Customer Managed Encryption key

To configure the use of Cloud KMS on resources, configure the service_encryption_keys variable. Key locations should match resource locations. Example:

service_encryption_keys = {
    bq       = "KEY_URL"
    composer = "KEY_URL"
    compute  = "KEY_URL"
    storage  = "KEY_URL"
}

Demo pipeline

The application layer is out of scope of this script. As a demo purpuse only, one Cloud Composer DAGs is provided to document how to deploy a Cloud Dataproc Serverless job on the architecture. You can find examples in the [demo](./demo) folder.

Files

name	description	modules	resources
01-landing.tf	Landing project and resources.	`gcs` · `iam-service-account` · `project`
02-composer.tf	Cloud Composer resources.	`iam-service-account`	`google_composer_environment`
02-dataproc.tf	Cloud Dataproc resources.	`dataproc` · `gcs` · `iam-service-account`
02-processing.tf	Processing project and VPC.	`gcs` · `net-cloudnat` · `net-vpc` · `net-vpc-firewall` · `project`
03-curated.tf	Data curated project and resources.	`bigquery-dataset` · `gcs` · `project`
04-common.tf	Common project and resources.	`data-catalog-policy-tag` · `project`
main.tf	Core locals.		`google_project_iam_member`
outputs.tf	Output variables.
variables.tf	Terraform Variables.

Variables

name	description	type	required	default
organization_domain	Organization domain.	`string`	✓
prefix	Prefix used for resource names.	`string`	✓
project_config	Provide 'billing_account_id' value if project creation is needed, uses existing 'project_ids' if null.
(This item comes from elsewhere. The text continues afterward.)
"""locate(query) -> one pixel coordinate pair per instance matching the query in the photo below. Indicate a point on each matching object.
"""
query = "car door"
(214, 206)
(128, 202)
Parent is in 'folders/nnn' or 'organizations/nnn' format.	`object({…})`	✓
composer_config	Cloud Composer config.	`object({…})`		`{}`
data_catalog_tags	List of Data Catalog Policy tags to be created with optional IAM binging configuration in {tag => {ROLE => [MEMBERS]}} format.	`map(object({…}))`		`{…}`
deletion_protection	Prevent Terraform from destroying data storage resources (storage buckets, GKE clusters, CloudSQL instances) in this blueprint. When this field is set in Terraform state, a terraform destroy or terraform apply that would delete data storage resources will fail.	`bool`		`false`
enable_services	Flag to enable or disable services in the Data Platform.	`object({…})`		`{}`
groups	User groups.	`map(string)`		`{…}`
location	Location used for multi-regional resources.	`string`		`"eu"`
network_config	Shared VPC network configurations to use. If null networks will be created in projects.	`object({…})`		`{}`
project_suffix	Suffix used only for project ids.	`string`		`null`
region	Region used for regional resources.	`string`		`"europe-west1"`
service_encryption_keys	Cloud KMS to use to encrypt different services. Key location should match service region.	`object({…})`		`{}`

Outputs

name	description	sensitive
bigquery-datasets	BigQuery datasets.
composer	Composer variables.
dataproc-history-server	List of bucket names which have been assigned to the cluster.
gcs_buckets	GCS buckets.
kms_keys	Cloud MKS keys.
network	VPC network.
projects	GCP Projects information.
service_accounts	Service account created.